The Vision for the Future Military Health System

The Vision for the Future Military Health System Day Three’s…

March 04, 2022

The Vision for the Future Military Health System

Day Three’s conversation centered around the future of the military health system, its reorganization, and the collective focus on fostering a culture of innovation. Moderated by Sonja Lemott, Chief Engineer of the Program Executive Office at DHMS, leaders of military health organizations came together to discuss their efforts to leverage the new technologies that will support these future transformations.

The Pandemic as a Driver of Inter-Operability

From Nichols’ experience, he’s seen the pandemic break down the metaphorical walls and spur more timely and collaborative work. In the past, just sharing agreements between agencies could take upwards of 285 days. Now, they’re able to share process data and partner with other organizations internal to military health care, but also those external—such as the CDC and the White House. From an execution perspective, we see this come to fruition in ways such as EIDS’ sharing data with the CDC. Every day, EIDS aggregates, consolidates, and anonymizes data from 16 different systems and pushes it to the CDC. In turn, that data is then used to inform and direct the overarching decision on how to execute the mission and vaccinate our population.

A longtime leader in telehealth, Scott saw the VA channel that experience when the pandemic kicked off by creating a joint health information exchange (HIE). There are now hundreds of HIEs and thousands of facilities. It’s created a system that puts a more holistic patient record in front of clinicians when they need it, allowing them to improve patient outcomes.

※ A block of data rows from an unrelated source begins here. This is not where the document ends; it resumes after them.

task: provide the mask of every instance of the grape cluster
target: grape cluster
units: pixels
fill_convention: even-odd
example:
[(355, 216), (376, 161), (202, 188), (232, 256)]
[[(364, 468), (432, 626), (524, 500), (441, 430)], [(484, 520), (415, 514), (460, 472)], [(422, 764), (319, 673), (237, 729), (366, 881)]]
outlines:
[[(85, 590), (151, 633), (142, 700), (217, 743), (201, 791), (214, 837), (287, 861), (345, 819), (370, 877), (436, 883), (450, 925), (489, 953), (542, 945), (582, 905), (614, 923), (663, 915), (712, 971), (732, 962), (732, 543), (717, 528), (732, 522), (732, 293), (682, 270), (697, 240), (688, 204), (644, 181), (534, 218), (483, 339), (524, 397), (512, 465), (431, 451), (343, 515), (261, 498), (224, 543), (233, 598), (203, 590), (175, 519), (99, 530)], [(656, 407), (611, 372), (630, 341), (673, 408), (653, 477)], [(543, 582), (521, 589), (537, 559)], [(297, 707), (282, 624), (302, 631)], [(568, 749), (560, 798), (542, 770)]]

Driving Initiatives Forward

Norley shares that innovation is where these organizations always need help; it’s what industry brings to the acquisition field and program offices. One example of this can be seen in JOVIS’ implementation of MEDCOP, a C2SA tool used to shed light on the different logistics at play in medical readiness. MEDCOP cross-references what’s going on in every facet of the operation and presents a fuller picture to those interpreting the data. However, help is needed to leverage the learning and aggregating of data in operational spaces. In the [military] field, the trend is to use every sensor in the field for everything it can provide. By coordinating, this same goal can be achieved in the operational world with medical data, sending correlations back to commanders in near real time and laying out the options.

The Private Industry as Partner

The private industry also has a role to play in this endeavor. As a result of listening to suggestions from partners across the spectrum, great strides have been made in tech which have improved the way data is transported and presented. Scott shares that clinicians typically have access to more patient information than they could ever process in time, demonstrating that more isn’t necessarily better. In partnership, these organizations have sought and found ways to streamline the data presentation process, now providing the most pertinent information to the clinician at the time of patient encounter.

In the rapidly changing world of healthcare, we can never know which parts of an organization will need to scale up quickly or when. But through partnerships like those outlined in this session, we can meet the challenges ahead. Collaboration and innovation are the future. Together, they will propel us towards the ultimate goal of improving benefit delivery and patient outcomes. Onward!